Store throttling is now automatic

Prior to 2.0.0, Elasticsearch throttled ongoing merges at fixed rate (20 MB/sec by default), but this was often far too low and would easily lead to merges falling behind and subsequent index throttling. 

As of 2.0.0, Elasticsearch now uses adaptive merge IO throttling: when merges are starting to fall behind, the allowed IO rate is increased, and decreased when merges are keeping up. This means a sudden but rare large merge on a low-throughput indexing use case should not saturate all available IO on the node, minimizing impact to ongoing searches and indexing.

But for heavy indexing, the allowed merge IO will increase to match the ongoing indexing.

This is good news!  It means you shouldn't need to touch any throttling settings: just use the defaults.


Using multiple IO devices (by specifying multiple paths) to hold the shards on your node is useful for increasing total storage space, and improving IO performance, if that's a bottleneck for your Elasticsearch usage.

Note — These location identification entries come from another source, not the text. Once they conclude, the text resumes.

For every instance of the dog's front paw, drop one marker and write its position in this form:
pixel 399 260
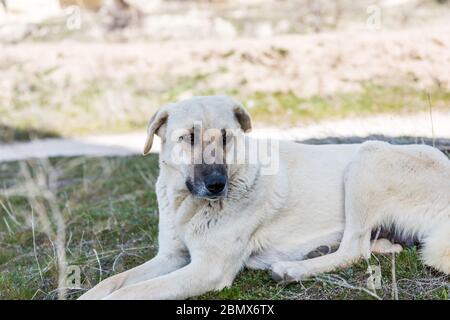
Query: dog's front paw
pixel 104 288
pixel 289 271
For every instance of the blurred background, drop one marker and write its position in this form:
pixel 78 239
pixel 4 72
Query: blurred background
pixel 80 78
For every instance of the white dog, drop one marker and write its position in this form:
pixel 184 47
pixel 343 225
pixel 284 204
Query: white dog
pixel 216 218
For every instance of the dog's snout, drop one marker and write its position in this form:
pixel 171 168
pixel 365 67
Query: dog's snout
pixel 215 184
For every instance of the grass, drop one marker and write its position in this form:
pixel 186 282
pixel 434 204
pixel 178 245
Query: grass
pixel 110 213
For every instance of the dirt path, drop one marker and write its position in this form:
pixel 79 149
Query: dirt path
pixel 411 129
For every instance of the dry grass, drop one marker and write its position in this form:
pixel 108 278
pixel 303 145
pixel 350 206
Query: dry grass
pixel 109 214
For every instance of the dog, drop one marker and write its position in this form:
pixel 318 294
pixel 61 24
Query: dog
pixel 216 218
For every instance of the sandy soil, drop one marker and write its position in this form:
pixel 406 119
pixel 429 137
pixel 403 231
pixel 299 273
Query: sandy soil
pixel 392 128
pixel 305 64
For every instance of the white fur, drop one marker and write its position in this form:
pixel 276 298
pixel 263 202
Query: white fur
pixel 321 195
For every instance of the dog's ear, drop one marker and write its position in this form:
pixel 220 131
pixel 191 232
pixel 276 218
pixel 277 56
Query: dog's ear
pixel 243 117
pixel 155 123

With 2.0, there is an important change in how Elasticsearch spreads the IO load across multiple paths: previously, each low-level index file was sent to the best (default: most empty) path, but now that switch is per-shard instead.  When a shard is allocated to the node, the node will pick which path will hold all files for that shard. 

The improves resiliency to IO device failures: if one of your IO devices crashes, now you'll only lose the shards that were on it, whereas before 2.0 you would lose any shard that had at least one file on the affected device (typically this means nearly all shards on that node).

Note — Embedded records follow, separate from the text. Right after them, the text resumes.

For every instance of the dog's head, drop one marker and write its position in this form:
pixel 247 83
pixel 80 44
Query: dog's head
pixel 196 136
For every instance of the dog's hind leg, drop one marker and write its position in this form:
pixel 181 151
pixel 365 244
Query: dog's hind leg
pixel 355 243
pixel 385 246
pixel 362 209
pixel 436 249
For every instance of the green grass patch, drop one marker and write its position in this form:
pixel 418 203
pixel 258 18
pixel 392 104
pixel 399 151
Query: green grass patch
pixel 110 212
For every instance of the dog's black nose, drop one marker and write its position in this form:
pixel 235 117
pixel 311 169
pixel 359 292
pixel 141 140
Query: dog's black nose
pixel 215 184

Note that an OS-level RAID 0 device is also a poor choice as you'll lose all shards on that node when any device fails, since files are striped at the block level, so multiple is the recommended approach.

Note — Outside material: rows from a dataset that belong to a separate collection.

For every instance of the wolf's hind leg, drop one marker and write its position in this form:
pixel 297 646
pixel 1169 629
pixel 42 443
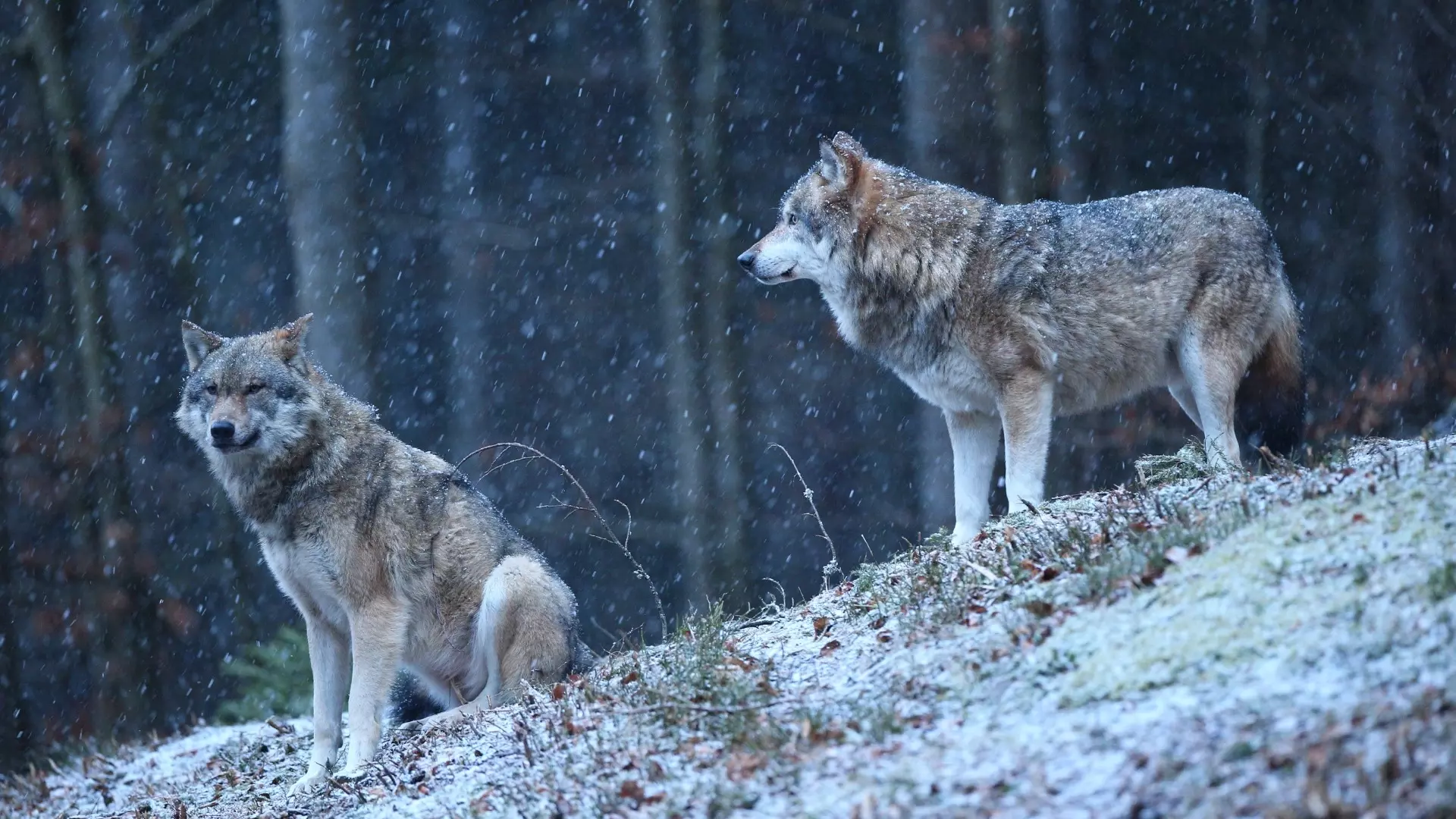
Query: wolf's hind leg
pixel 1184 397
pixel 519 637
pixel 1025 409
pixel 973 449
pixel 1213 379
pixel 379 645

You should still have at least 1 replica for your indices so you can recover the lost shards from other nodes without any data loss.

The Auto-ID optimization is removed

Previously, Elasticsearch optimized the auto-id case (when you didn't provide your own id for each indexed document) to use append-only Lucene APIs under-the-hood, but this proved problematic in error cases and so we removed it.

We also greatly improved ID lookup performance so that this optimization was no longer so important, and this allowed us to remove bloom filters entirely as they consumed non-trivial heap but didn't offer much ID lookup performance gain.

Finally, as of 1.4.0, Elasticsearch now uses Flake IDs to generate its IDs, for better lookup performance over the previous UUIDs.

All of this means you should feel free to use your own id field, with no performance penalty due to the now removed auto-id handling, but just remember that your choice of id field values does affect indexing performance.

More indexing changes...

Beyond these changes there have been a great many additional 2.0 indexing changes such as: enabling doc values by default (instead of using CPU- and heap-costly field data at search time), moving the dangerous delete-by-query API from a core API to a safe plugin on top of the bulk indexing API, exposing control over increased stored fields compression while indexing, better compression of sparse doc values and norms, reducing heap required when merging and a number of improvements in resiliency such as detecting pre-existing index corruption when merging.

If you are curious about the low-level Lucene actions while indexing, add index.engine.lucene.iw: TRACE to your logging.yml, but be warned: this generates impressively copious output!

Our nightly indexing performance charts shows that we are generally moving in the right direction with our defaults over time: the docs/sec and segment counts for the defaults (4 GB) heap has caught up to the fast performance line.